Mt graph rewrite code is pretty trivial by iterating over all nodes and seaching for some feature names and replacing them with some ids. For some reason i cant get the scores of model to match when i apply this translation for sparse features using embedding layer. Any caveats you know of ?
@wei-v-wang : any updates on how can this issue be resolved ? did you guys find perf regression in the the new DL image ?
@patelprateek Sorry for the delay, can you please try this PR #24272 ?
Before it is merged, you can use: https://github.com/Intel-tensorflow/tensorflow/tree/sriniva2/small_alloc_fix
still monitoring. Waiting for PR: #24777
I think I have similar issue.
Same here
4x slowdown using MKL
So far tried the anaconda version and google container (both latest releases)
HW is Xeon 6132, 2 sockets, HT on
@dare0021 Apologize for the issue and we are starting to address this. I will provide more frequent update here.
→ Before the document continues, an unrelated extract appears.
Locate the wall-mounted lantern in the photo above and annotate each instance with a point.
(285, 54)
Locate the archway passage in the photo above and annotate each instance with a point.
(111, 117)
Hey, Facing the same issue. inference is 3-4x slower. Is there any update or any solution?
@patelprateek
@wangcj05
@dare0021
@aashay96
This topic is opened for a very long time.
Intel Optimization for Tensorflow has be improved more since this issue is created.
To release the performance potential of Tensowflow with MKL, user need to set for optimization.
Example for Intel Core CPU (4 cores/socket, 1 sockets)
export TF_ENABLE_MKL_NATIVE_FORMAT=1
export TF_NUM_INTEROP_THREADS=1
export TF_NUM_INTRAOP_THREADS=4
export OMP_NUM_THREADS=4
export KMP_BLOCKTIME=1
export KMP_AFFINITY=granularity=fine,compact,1,0
TF_ENABLE_MKL_NATIVE_FORMAT is key optimization, friendly to Keras model inference.
TF_NUM_INTEROP_THREADS could be set to 1, sockets number or other number no more than cores number.
TF_NUM_INTRAOP_THREADS & OMP_NUM_THREADS are set as cores number per socket, or other value no more it.
KMP_BLOCKTIME are set 0, 1 or other number.
PS: the recommended value would not be right value to your model. The best way is test the performance to find the right values.
Now, use could install the Tensorflow with MKL by pip and conda:
python -m pip install intel-tensorflow
conda install tensorflow-mkl
Or build it from source code with '--config=mkl'.
Please refer to the Intel® Optimization for TensorFlow* Installation Guide
@patelprateek
How do you think the suggestion?
If there is still issue, could you share it?
Thank you!
@patelprateek Could you please refer to this comment and try with the latest TF versions(2.4 or later ) as older TF versions(1.x) are not actively supported.Please let us know if it helps?Thanks!
This issue has been automatically marked as stale because it has no recent activity. It will be closed if no further activity occurs. Thank you.
Closing as stale. Please reopen if you'd like to work on this further.